Being something of a fast walker - and being a bit behind schedule already - I planned to simply walk past them and continue on my way. Such was my intention when one of the two priests looked at me and asked, "Don't you live at the Casa?" (How he knew that, I do not know.) With that question, my hopes of anonymously walking by were over.
The two priests first introduced themselves to me and then introduced me to Cardinal O'Malley, whom I had met before, and continued walking a few feet of the Cardinal and me. I wanted to politely excuse myself and continue on my way, but there seemed no polite way to do so since the other two were now walking about twenty feet ahead of us. Such is part of life in Rome.

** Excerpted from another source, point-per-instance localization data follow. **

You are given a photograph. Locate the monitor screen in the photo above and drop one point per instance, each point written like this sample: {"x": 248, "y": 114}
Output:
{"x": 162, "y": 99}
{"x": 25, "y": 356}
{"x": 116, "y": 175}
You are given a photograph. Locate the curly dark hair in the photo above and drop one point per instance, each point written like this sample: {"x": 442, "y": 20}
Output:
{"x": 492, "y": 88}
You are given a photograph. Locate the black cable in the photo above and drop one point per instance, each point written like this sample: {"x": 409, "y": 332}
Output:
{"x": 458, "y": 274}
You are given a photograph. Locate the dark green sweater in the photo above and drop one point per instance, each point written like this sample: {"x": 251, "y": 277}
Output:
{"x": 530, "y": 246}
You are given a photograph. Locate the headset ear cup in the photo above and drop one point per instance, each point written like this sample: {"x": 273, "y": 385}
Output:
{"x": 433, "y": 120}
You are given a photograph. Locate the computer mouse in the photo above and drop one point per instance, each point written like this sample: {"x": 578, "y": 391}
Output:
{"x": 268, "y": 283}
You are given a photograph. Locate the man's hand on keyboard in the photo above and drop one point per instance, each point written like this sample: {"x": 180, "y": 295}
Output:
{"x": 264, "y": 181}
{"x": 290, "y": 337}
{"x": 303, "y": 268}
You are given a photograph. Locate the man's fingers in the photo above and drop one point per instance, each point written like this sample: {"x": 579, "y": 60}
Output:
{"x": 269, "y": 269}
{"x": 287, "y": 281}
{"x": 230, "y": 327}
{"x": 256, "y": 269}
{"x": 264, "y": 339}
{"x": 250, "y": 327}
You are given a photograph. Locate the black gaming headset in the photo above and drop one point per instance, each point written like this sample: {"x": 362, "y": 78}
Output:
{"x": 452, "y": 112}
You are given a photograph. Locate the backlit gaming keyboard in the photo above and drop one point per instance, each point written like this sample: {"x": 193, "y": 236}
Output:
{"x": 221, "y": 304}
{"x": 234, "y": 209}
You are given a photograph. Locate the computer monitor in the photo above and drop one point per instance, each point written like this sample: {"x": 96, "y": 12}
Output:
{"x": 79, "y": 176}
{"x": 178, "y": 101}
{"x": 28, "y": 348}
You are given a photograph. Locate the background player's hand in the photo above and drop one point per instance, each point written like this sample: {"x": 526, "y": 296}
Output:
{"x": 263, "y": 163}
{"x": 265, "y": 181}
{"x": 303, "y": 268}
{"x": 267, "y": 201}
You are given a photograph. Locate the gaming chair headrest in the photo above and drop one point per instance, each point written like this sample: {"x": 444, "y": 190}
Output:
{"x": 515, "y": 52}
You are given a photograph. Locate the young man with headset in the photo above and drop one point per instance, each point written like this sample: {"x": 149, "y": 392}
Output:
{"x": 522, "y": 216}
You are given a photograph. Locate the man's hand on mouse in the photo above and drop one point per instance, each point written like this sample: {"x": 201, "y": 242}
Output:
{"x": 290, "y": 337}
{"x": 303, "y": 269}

When we arrived at the colonnade of Saint Peter's Square, we caught up with the two priests who said the three of them were going to the Domus Santa Marta. I took to the opportunity to mention I was heading to the NAC and said I would part ways with them when we arrived at the Swiss Guard.
Inside the colonnade, I noticed we were being followed by a young man - probably in his late twenties or early thirties - who seemed to be gaining on us. He called out to Cardinal O'Malley - in English - who stopped to talk with him.
The German was carrying a series of photographs from the conclave that elected Pope Francis for the purpose of collecting the signatures of the participants in that conclave (he had already collected quite a few of them). We talked briefly with the man and, after Cardinal O'Malley signed the various pictures and took a 'selfie' with him (I can't stand selfies), continued on our way.
We laughed about the pictures as we talked a bit and remarked at what a clever idea it was, and noted our surprise at how successful he had been at collecting the signatures thus far; it will certainly be a collector's item one day.